Understanding the Implicit User Intention via Reasoning with Large Language Model for Image Editing

TL;DR

CIELR addresses complex image-editing queries that require multi-step reasoning by decoupling reasoning from editing through a structured semantic representation (SSR) of the image. The framework builds an SSR using foundation models, iteratively refines it with a chain of updates guided by an LLM, and then executes edits with a diffusion model, all in a zero-shot setup that avoids joint fine-tuning. Key contributions include the CIELR architecture, the chain-of-SSR updates for multi-step reasoning, the CIEBench dataset with the IDCS metric, and strong empirical results across three datasets, demonstrating superior semantic correctness and region preservation.
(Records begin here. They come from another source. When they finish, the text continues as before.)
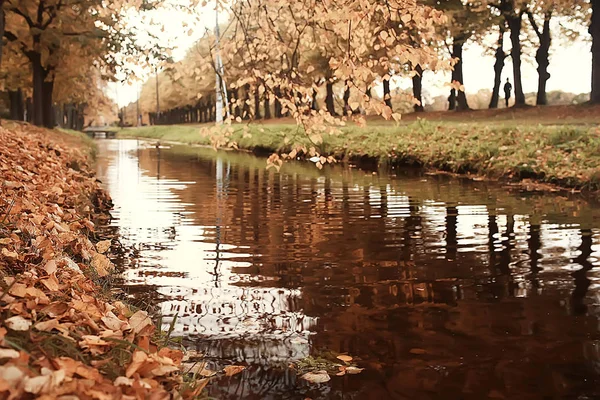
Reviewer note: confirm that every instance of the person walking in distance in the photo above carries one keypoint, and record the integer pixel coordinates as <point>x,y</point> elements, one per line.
<point>507,91</point>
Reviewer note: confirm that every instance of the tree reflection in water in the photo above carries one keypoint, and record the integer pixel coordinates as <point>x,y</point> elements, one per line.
<point>442,288</point>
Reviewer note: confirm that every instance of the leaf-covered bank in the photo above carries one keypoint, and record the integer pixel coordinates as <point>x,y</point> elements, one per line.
<point>562,155</point>
<point>61,333</point>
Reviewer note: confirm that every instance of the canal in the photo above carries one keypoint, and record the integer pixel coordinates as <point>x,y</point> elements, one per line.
<point>440,288</point>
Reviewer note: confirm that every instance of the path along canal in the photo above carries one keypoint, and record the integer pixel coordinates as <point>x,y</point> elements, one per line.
<point>442,288</point>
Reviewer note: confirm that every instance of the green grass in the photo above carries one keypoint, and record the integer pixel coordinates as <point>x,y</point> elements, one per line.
<point>564,155</point>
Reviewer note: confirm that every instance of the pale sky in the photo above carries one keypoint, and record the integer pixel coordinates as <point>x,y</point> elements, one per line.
<point>570,64</point>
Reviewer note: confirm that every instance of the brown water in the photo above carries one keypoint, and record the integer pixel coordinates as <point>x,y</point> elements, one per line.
<point>443,289</point>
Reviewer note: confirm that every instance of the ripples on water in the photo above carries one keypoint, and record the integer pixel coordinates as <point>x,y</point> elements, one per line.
<point>444,289</point>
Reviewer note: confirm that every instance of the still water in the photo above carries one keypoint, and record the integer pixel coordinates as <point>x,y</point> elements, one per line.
<point>441,288</point>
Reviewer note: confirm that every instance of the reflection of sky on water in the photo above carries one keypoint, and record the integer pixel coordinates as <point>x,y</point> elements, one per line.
<point>266,267</point>
<point>191,269</point>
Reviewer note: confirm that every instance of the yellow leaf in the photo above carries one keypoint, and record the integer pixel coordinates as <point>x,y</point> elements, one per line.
<point>231,370</point>
<point>103,246</point>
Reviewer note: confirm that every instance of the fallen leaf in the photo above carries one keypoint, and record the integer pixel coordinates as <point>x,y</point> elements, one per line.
<point>173,354</point>
<point>139,357</point>
<point>101,264</point>
<point>103,246</point>
<point>36,384</point>
<point>140,321</point>
<point>316,377</point>
<point>9,254</point>
<point>354,370</point>
<point>231,370</point>
<point>9,353</point>
<point>17,323</point>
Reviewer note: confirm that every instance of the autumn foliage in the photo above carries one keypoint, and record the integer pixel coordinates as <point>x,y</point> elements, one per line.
<point>60,333</point>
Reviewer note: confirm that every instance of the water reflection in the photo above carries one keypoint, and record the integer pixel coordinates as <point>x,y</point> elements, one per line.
<point>443,288</point>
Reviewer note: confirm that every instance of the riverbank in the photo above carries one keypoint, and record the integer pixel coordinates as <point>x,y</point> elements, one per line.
<point>62,333</point>
<point>563,155</point>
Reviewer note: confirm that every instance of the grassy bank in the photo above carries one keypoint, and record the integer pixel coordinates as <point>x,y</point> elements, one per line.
<point>563,155</point>
<point>62,334</point>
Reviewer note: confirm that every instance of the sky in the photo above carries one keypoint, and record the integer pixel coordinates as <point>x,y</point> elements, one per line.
<point>570,63</point>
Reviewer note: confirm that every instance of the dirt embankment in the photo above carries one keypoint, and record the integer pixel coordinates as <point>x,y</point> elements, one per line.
<point>61,333</point>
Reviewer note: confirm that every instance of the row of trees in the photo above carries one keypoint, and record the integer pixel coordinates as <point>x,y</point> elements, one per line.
<point>56,56</point>
<point>290,56</point>
<point>280,57</point>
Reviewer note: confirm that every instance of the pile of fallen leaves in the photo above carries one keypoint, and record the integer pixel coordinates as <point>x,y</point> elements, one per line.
<point>60,334</point>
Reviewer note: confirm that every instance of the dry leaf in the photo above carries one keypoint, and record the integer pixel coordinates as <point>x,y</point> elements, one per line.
<point>316,377</point>
<point>101,264</point>
<point>17,323</point>
<point>140,321</point>
<point>354,370</point>
<point>103,246</point>
<point>231,370</point>
<point>9,353</point>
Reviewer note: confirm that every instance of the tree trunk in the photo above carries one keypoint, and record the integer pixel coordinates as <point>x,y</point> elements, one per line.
<point>329,101</point>
<point>17,110</point>
<point>542,55</point>
<point>257,103</point>
<point>595,33</point>
<point>418,88</point>
<point>514,23</point>
<point>347,109</point>
<point>48,89</point>
<point>2,26</point>
<point>387,95</point>
<point>314,105</point>
<point>457,74</point>
<point>246,105</point>
<point>37,117</point>
<point>498,67</point>
<point>277,103</point>
<point>80,116</point>
<point>267,106</point>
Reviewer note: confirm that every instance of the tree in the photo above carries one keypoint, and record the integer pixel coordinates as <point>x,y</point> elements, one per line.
<point>500,57</point>
<point>595,33</point>
<point>513,11</point>
<point>43,29</point>
<point>465,22</point>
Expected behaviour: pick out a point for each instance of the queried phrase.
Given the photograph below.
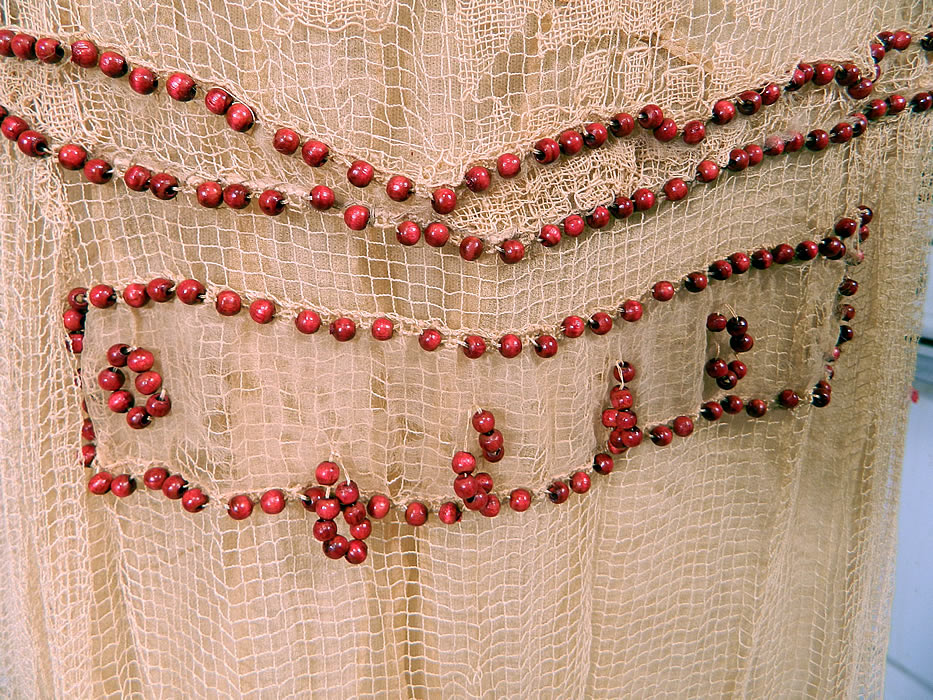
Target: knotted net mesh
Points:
(753, 558)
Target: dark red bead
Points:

This approach improves robustness and practicality for reasoning-based editing in real-world workflows while reducing computational costs associated with training large LLMs and diffusion models together.

Abstract

Existing image editing methods can handle simple editing instructions very well. To deal with complex editing instructions, they often need to jointly fine-tune the large language models (LLMs) and diffusion models (DMs), which involves very high computational complexity and training cost. To address this issue, we propose a new method, called \textbf{C}omplex \textbf{I}mage \textbf{E}diting via \textbf{L}LM \textbf{R}easoning (CIELR), which converts a complex user instruction into a set of simple and explicit editing actions, eliminating the need for jointly fine-tuning the large language models and diffusion models. Specifically, we first construct a structured semantic representation of the input image using foundation models. Then, we introduce an iterative update mechanism that can progressively refine this representation, obtaining a fine-grained visual representation of the image scene. This allows us to perform complex and flexible image editing tasks. Extensive experiments on the SmartEdit Reasoning Scenario Set show that our method surpasses the previous state-of-the-art by 9.955 dB in PSNR, indicating its superior preservation of regions that should remain consistent. Due to the limited number of samples of public datasets of complex image editing with reasoning, we construct a benchmark named CIEBench, containing 86 image samples, together with a metric specifically for reasoning-based image editing. CIELR also outperforms previous methods on this benchmark. The code and dataset are available at \href{https://github.com/Jia-shao/Reasoning-Editing}{https://github.com/Jia-shao/Reasoning-Editing}.

Paper Structure

This paper contains 22 sections, 6 equations, 6 figures, 5 tables.

Figures (6)

  • Figure 1: Overview of our proposed CIELR framework. The input is an image and a complex implicit editing instruction, and the output is an edited image.
  • Figure 2: Detailed illustration of constructing the structured semantic representation and the final structured semantic representation in dictionary format.
  • Figure 3: Detailed illustration of the chain of structured semantic representation update process on a sample from CIEBench. The left panel shows the initial structured semantic representation $\mathrm{S}^{(0)}$ The right panel presents the updated structured semantic representation $\mathrm{S}^{(1)}$ with newly added semantic details, enabling the LLM to successfully identify the region requiring modification, resulting in the precisely edited output image (bottom right).
  • Figure 4: Representative samples from our CIEBench dataset showing the three types of reasoning editing tasks.
  • Figure 5: Qualitative comparison of CIELR against baseline methods on implicit reasoning queries from our CIEBench dataset. Blue boxes indicate target regions in the input images, red boxes highlight incorrect or suboptimal edits by baseline methods, and green boxes denote successful edits. The examples of the first two rows show that the CLIP score is not always a good metric to measure the alignment between the edited image and the editing instruction.